The expected frequency for each cell is calculated as:

Expected Frequency = (Row Total * Column Total) / Grand Total

Expected (Technical, Professional) = (107 * 87) / 220 ≈ 42.34
Expected (Technical, Personal) = (107 * 65) / 220 ≈ 31.65
Expected (Technical, Both) = (107 * 68) / 220 ≈ 33.01
Expected (Other, Professional) = (113 * 87) / 220 ≈ 44.66
Expected (Other, Personal) = (113 * 65) / 220 ≈ 33.35
Expected (Other, Both) = (113 * 68) / 220 ≈ 34.99
4. Calculate the Chi-Square Statistic:

The chi-square statistic (χ²) is calculated using the formula:

χ² = Σ [(Observed - Expected)² / Expected]
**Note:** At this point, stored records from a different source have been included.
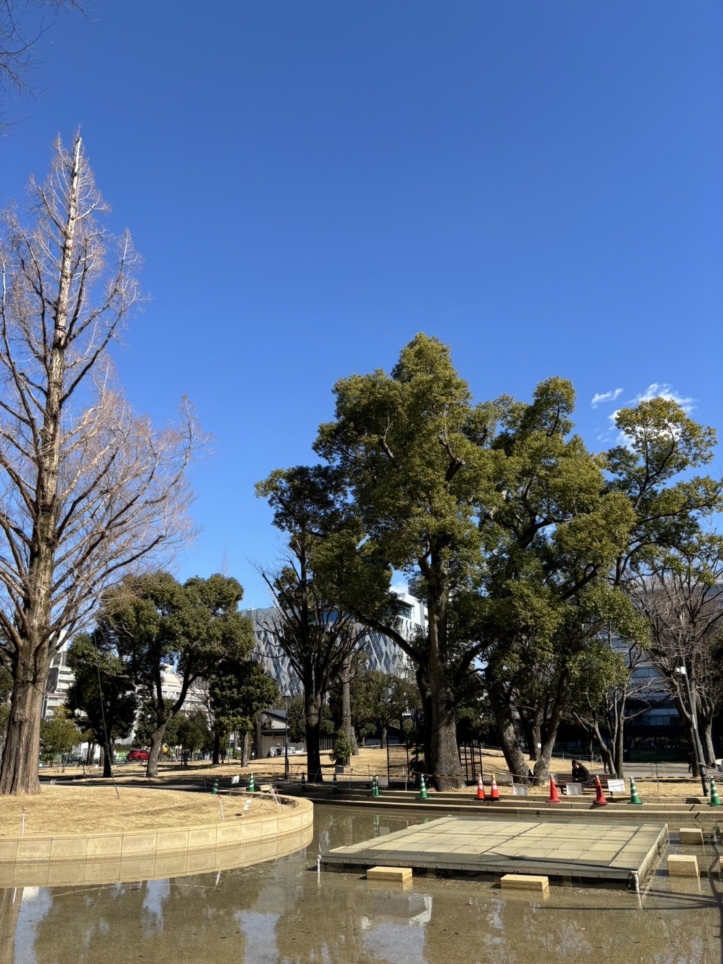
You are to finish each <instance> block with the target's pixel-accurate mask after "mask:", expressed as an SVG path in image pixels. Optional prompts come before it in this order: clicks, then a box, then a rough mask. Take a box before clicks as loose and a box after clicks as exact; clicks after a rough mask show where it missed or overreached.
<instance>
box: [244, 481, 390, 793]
mask: <svg viewBox="0 0 723 964" xmlns="http://www.w3.org/2000/svg"><path fill="white" fill-rule="evenodd" d="M256 488H257V493H258V495H260V496H262V497H264V498H266V499H267V500H268V502H269V504H270V506H271V508H272V509H273V511H274V525H275V526H276V527H277V528H278V529H280V530H281V531H282V532H283V533H284V535H285V537H286V539H287V547H288V552H287V558H286V562H285V564H284V565H282V566H281V568H279V569H278V570H277V571H275V572H263V573H262V575H263V578H264V580H265V581H266V584H267V585H268V587H269V590H270V591H271V594H272V597H273V599H274V603H275V606H274V613H273V615H272V616H271V617H270V618H268V619H267V621H266V623H265V626H264V628H265V630H266V631H267V632H268V634H269V635H270V636H271V637H272V639H273V640H274V641H275V643H276V645H277V646H278V648H279V649H280V650H281V651H282V652H283V653H285V654H286V656H288V658H289V662H290V664H291V667H292V669H293V670H294V672H295V673H296V675H297V677H298V678H299V679H300V680H301V683H302V686H303V690H304V709H305V730H306V733H305V737H306V749H307V765H308V771H309V773H308V778H309V780H310V781H318V780H321V779H322V771H321V754H320V747H319V739H320V735H321V724H322V708H323V706H324V703H325V699H326V695H327V693H328V692H329V689H330V687H331V686H332V684H333V681H334V680H335V679H336V678H337V677H338V676H339V674H340V673H341V671H342V668H343V667H344V666H345V665H346V663H347V661H348V659H349V657H350V656H351V655H352V654H353V653H354V652H356V651H357V650H358V649H359V646H360V644H361V642H362V640H363V638H364V635H365V630H364V628H363V627H362V626H361V625H360V624H359V623H358V622H357V620H356V619H355V617H354V615H353V614H352V612H351V611H350V610H349V609H347V608H346V607H345V606H344V605H343V595H342V593H341V592H340V591H339V588H338V586H337V585H336V584H335V582H334V580H331V579H329V578H328V571H327V570H328V567H329V565H331V567H332V568H334V567H335V564H336V562H337V561H338V560H339V559H340V558H346V559H347V561H348V562H349V560H352V559H354V558H355V555H356V544H357V541H358V539H359V536H360V530H359V525H358V521H357V520H356V519H355V518H354V516H353V515H352V514H351V513H350V512H349V511H348V506H346V505H345V503H344V501H343V499H342V498H341V494H342V491H343V490H342V488H341V487H340V485H339V477H338V474H337V473H336V472H334V471H333V470H331V469H328V468H325V467H321V466H315V467H312V468H307V467H305V466H300V467H297V468H293V469H288V470H285V471H281V470H277V471H275V472H273V473H272V474H271V475H270V476H269V477H268V478H267V479H266V480H265V481H263V482H260V483H259V484H258V485H257V487H256ZM349 564H350V567H351V569H352V571H354V572H356V569H355V567H354V566H353V565H351V563H349ZM387 581H388V580H387Z"/></svg>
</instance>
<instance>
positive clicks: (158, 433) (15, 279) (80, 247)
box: [0, 137, 196, 794]
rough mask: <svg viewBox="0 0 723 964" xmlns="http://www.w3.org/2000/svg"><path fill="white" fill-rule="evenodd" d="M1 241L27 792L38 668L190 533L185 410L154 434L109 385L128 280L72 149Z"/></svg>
mask: <svg viewBox="0 0 723 964" xmlns="http://www.w3.org/2000/svg"><path fill="white" fill-rule="evenodd" d="M31 191H32V194H33V198H34V207H33V212H34V218H33V221H32V222H31V223H29V224H26V223H24V222H23V221H22V220H21V219H20V217H19V215H18V214H17V212H16V210H15V209H13V208H11V209H10V210H9V211H8V212H7V213H6V214H5V215H4V218H3V226H4V231H3V237H2V239H1V240H0V270H1V272H2V294H1V300H0V377H1V379H2V382H1V383H0V659H2V661H3V662H4V663H5V664H6V665H7V666H8V668H9V669H10V670H11V672H12V675H13V681H14V684H13V693H12V699H11V709H10V721H9V725H8V731H7V738H6V743H5V749H4V753H3V758H2V764H1V765H0V794H8V793H10V794H16V793H35V792H38V790H39V783H38V773H37V765H38V748H39V727H40V714H41V706H42V700H43V695H44V691H45V685H46V680H47V675H48V669H49V666H50V661H51V659H52V657H53V656H54V654H55V652H56V651H57V649H58V647H59V645H60V644H61V642H62V640H63V638H64V637H65V636H66V635H67V634H69V633H72V632H74V631H76V630H77V629H78V628H80V626H82V624H83V623H84V622H85V621H86V620H87V619H88V618H89V616H90V614H91V612H92V610H93V608H94V606H95V605H96V601H97V599H98V596H99V593H100V591H101V590H102V589H103V587H104V586H106V585H107V584H108V583H109V582H110V581H111V580H112V579H113V578H115V577H117V576H118V575H119V574H120V573H121V571H122V570H123V569H126V568H128V567H131V566H133V565H136V564H139V563H140V562H141V560H143V559H144V557H146V556H147V555H148V554H149V553H151V552H154V551H157V550H160V549H161V548H163V549H164V550H166V551H171V550H172V549H173V548H174V547H175V546H177V545H178V544H179V543H182V542H183V541H185V539H186V538H187V536H188V535H189V527H188V523H187V521H186V515H185V510H186V507H187V504H188V501H189V492H188V489H187V487H186V486H185V484H184V473H185V469H186V466H187V464H188V460H189V458H190V455H191V452H192V450H193V448H194V445H195V443H196V430H195V426H194V421H193V418H192V415H191V413H190V411H188V410H187V411H186V412H185V414H184V421H183V423H182V424H181V426H180V428H169V429H166V430H164V431H163V432H160V433H157V432H154V430H153V429H152V427H151V425H150V423H149V421H148V419H147V418H145V417H139V416H137V415H136V414H134V413H133V411H132V410H131V409H130V406H129V405H128V403H127V402H126V401H125V400H124V398H123V397H122V395H121V394H120V392H119V390H118V389H117V388H115V387H114V386H113V378H112V370H111V367H110V363H109V361H108V357H107V349H108V347H109V344H110V342H111V341H112V340H113V338H114V337H115V336H116V335H117V333H118V331H119V329H120V327H121V325H122V323H123V321H124V319H125V317H126V315H127V313H128V311H129V309H130V308H131V307H132V306H133V304H134V303H135V302H136V300H137V297H138V289H137V284H136V281H135V279H134V278H133V276H132V269H133V266H134V264H135V262H136V260H137V259H136V257H135V255H134V253H133V249H132V246H131V243H130V238H129V237H128V235H124V236H123V237H122V238H120V239H118V253H117V261H116V264H115V266H114V267H113V268H112V269H109V267H108V265H107V261H106V254H107V249H108V247H109V246H110V244H111V243H113V239H111V238H110V236H109V235H108V232H107V231H106V229H105V228H104V226H103V225H102V224H101V223H100V222H99V220H98V216H99V215H100V214H101V213H103V212H104V211H105V210H106V208H105V205H104V203H103V201H102V198H101V196H100V194H99V193H98V191H97V189H96V187H95V183H94V179H93V175H92V173H91V171H90V168H89V166H88V163H87V160H86V158H85V155H84V153H83V149H82V143H81V140H80V137H76V138H75V142H74V145H73V149H72V151H70V152H69V151H66V150H65V149H64V148H63V146H62V144H60V142H58V144H57V145H56V152H55V158H54V162H53V167H52V171H51V175H50V177H49V178H48V180H47V181H46V182H45V183H44V184H42V185H37V184H35V183H34V182H32V181H31Z"/></svg>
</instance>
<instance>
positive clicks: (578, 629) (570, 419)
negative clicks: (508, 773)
mask: <svg viewBox="0 0 723 964" xmlns="http://www.w3.org/2000/svg"><path fill="white" fill-rule="evenodd" d="M574 401H575V394H574V390H573V387H572V385H571V384H570V383H569V382H567V381H565V380H564V379H561V378H551V379H548V380H546V381H544V382H542V383H541V384H540V385H538V386H537V388H536V390H535V393H534V396H533V400H532V402H531V403H529V404H528V403H523V402H513V401H512V400H510V399H501V400H499V401H498V402H497V403H495V406H494V408H495V409H496V411H495V420H496V422H497V424H496V427H495V431H494V433H492V434H491V437H490V441H489V443H488V444H489V449H490V454H491V456H492V458H493V465H492V473H493V477H494V484H495V488H496V490H497V492H498V493H499V495H500V499H499V500H498V501H497V502H496V503H492V504H491V505H490V507H489V508H488V507H486V506H484V505H482V506H480V519H479V522H480V529H481V532H482V534H483V539H484V545H483V555H482V564H481V569H480V581H479V593H478V595H477V599H476V606H477V615H478V618H479V625H478V626H477V627H476V628H475V629H474V630H473V632H472V634H471V635H472V637H473V638H475V637H476V638H477V639H478V640H479V642H478V645H477V646H476V647H475V648H473V649H472V650H471V652H472V653H474V655H475V657H476V658H481V659H482V660H483V662H484V675H485V682H486V687H487V693H488V697H489V701H490V706H491V708H492V711H493V713H494V716H495V720H496V725H497V730H498V732H499V737H500V741H501V744H502V748H503V750H504V753H505V758H506V761H507V764H508V766H509V768H510V770H511V771H512V772H513V773H515V774H516V775H518V776H519V777H521V778H524V777H525V776H526V774H527V770H528V765H527V760H526V758H525V755H524V753H523V752H522V747H521V745H520V740H519V735H520V730H522V731H524V732H525V733H526V737H527V743H528V749H529V750H530V751H531V754H532V757H533V759H534V760H535V765H534V772H535V777H536V779H537V780H538V781H543V780H546V779H547V777H548V772H549V760H550V756H551V754H552V749H553V746H554V742H555V738H556V736H557V730H558V727H559V724H560V721H561V719H562V716H563V713H564V712H565V708H566V703H567V699H568V693H569V688H570V680H571V677H570V673H571V662H572V661H573V660H574V659H575V658H576V657H577V656H578V654H579V653H581V652H582V651H583V650H584V649H585V648H586V647H587V646H589V645H592V644H593V643H594V641H595V640H596V639H597V637H598V635H599V633H600V632H601V631H602V630H604V629H606V628H609V627H611V626H612V627H614V628H616V629H617V630H618V631H619V632H621V633H631V632H634V631H636V621H635V614H634V611H633V607H632V606H631V605H630V602H629V599H628V597H627V596H626V594H625V593H623V592H621V591H620V589H619V588H618V587H616V586H614V585H611V584H610V582H609V579H608V574H609V571H610V569H611V567H612V566H613V565H614V561H615V559H616V558H617V556H618V555H619V553H620V552H621V550H622V549H623V547H624V546H625V545H626V544H627V540H628V537H629V533H630V528H631V525H632V523H633V512H632V510H631V508H630V506H629V503H628V500H627V499H626V498H625V497H624V496H623V495H622V494H621V493H620V492H617V491H612V490H607V489H606V485H605V478H604V475H603V471H602V469H603V462H602V460H601V459H600V458H599V457H597V456H595V455H593V454H591V453H590V452H589V451H588V450H587V449H586V447H585V446H584V444H583V442H582V440H581V439H580V438H579V436H577V435H574V434H573V433H572V428H573V426H572V422H571V419H570V416H571V414H572V412H573V410H574ZM472 611H473V612H474V611H475V606H474V605H473V606H472Z"/></svg>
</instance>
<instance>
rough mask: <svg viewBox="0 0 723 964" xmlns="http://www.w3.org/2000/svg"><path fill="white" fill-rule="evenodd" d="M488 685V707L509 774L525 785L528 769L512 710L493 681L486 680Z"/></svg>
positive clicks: (503, 696) (490, 680)
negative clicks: (496, 689)
mask: <svg viewBox="0 0 723 964" xmlns="http://www.w3.org/2000/svg"><path fill="white" fill-rule="evenodd" d="M488 682H489V683H490V685H489V686H488V688H487V692H488V694H489V699H490V706H491V707H492V713H493V714H494V717H495V723H496V724H497V732H498V733H499V737H500V745H501V747H502V752H503V753H504V755H505V761H506V762H507V767H508V769H509V771H510V773H511V774H512V775H513V777H514V779H515V780H516V781H517V782H518V783H527V782H528V776H527V772H528V770H529V767H528V765H527V760H526V759H525V754H524V753H523V752H522V747H521V746H520V742H519V740H518V739H517V730H516V729H515V723H514V720H513V718H512V708H511V707H510V705H509V703H508V702H507V701H506V700H505V697H504V695H500V694H499V693H498V692H497V691H496V690H495V687H494V680H492V679H490V678H488Z"/></svg>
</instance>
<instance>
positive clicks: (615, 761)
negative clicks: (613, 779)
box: [613, 704, 625, 780]
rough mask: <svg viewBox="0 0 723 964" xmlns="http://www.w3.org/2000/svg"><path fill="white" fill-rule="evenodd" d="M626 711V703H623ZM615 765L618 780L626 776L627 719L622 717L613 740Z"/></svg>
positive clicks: (616, 775)
mask: <svg viewBox="0 0 723 964" xmlns="http://www.w3.org/2000/svg"><path fill="white" fill-rule="evenodd" d="M623 712H624V704H623ZM613 754H614V759H613V766H614V773H615V776H616V777H617V778H618V780H622V778H623V777H624V776H625V719H624V718H621V719H620V720H619V721H618V725H617V727H616V729H615V733H614V742H613Z"/></svg>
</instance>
χ² = [(38 - 42.34)² / 42.34] + [(35 - 31.65)² / 31.65] + [(34 - 33.01)² / 33.01] + [(49 - 44.66)² / 44.66] + [(30 - 33.35)² / 33.35] + [(34 - 34.99)² / 34.99]

χ² ≈ 0.457 + 0.354 + 0.029 + 0.413 + 0.334 + 0.028

χ² ≈ 1.615

Using Technology:

As shown by the provided python code, using the scipy library the chi-square statistic is calculated as 1.612983358368212.

Answer:

The test statistic (chi-square statistic) is approximately 1.613.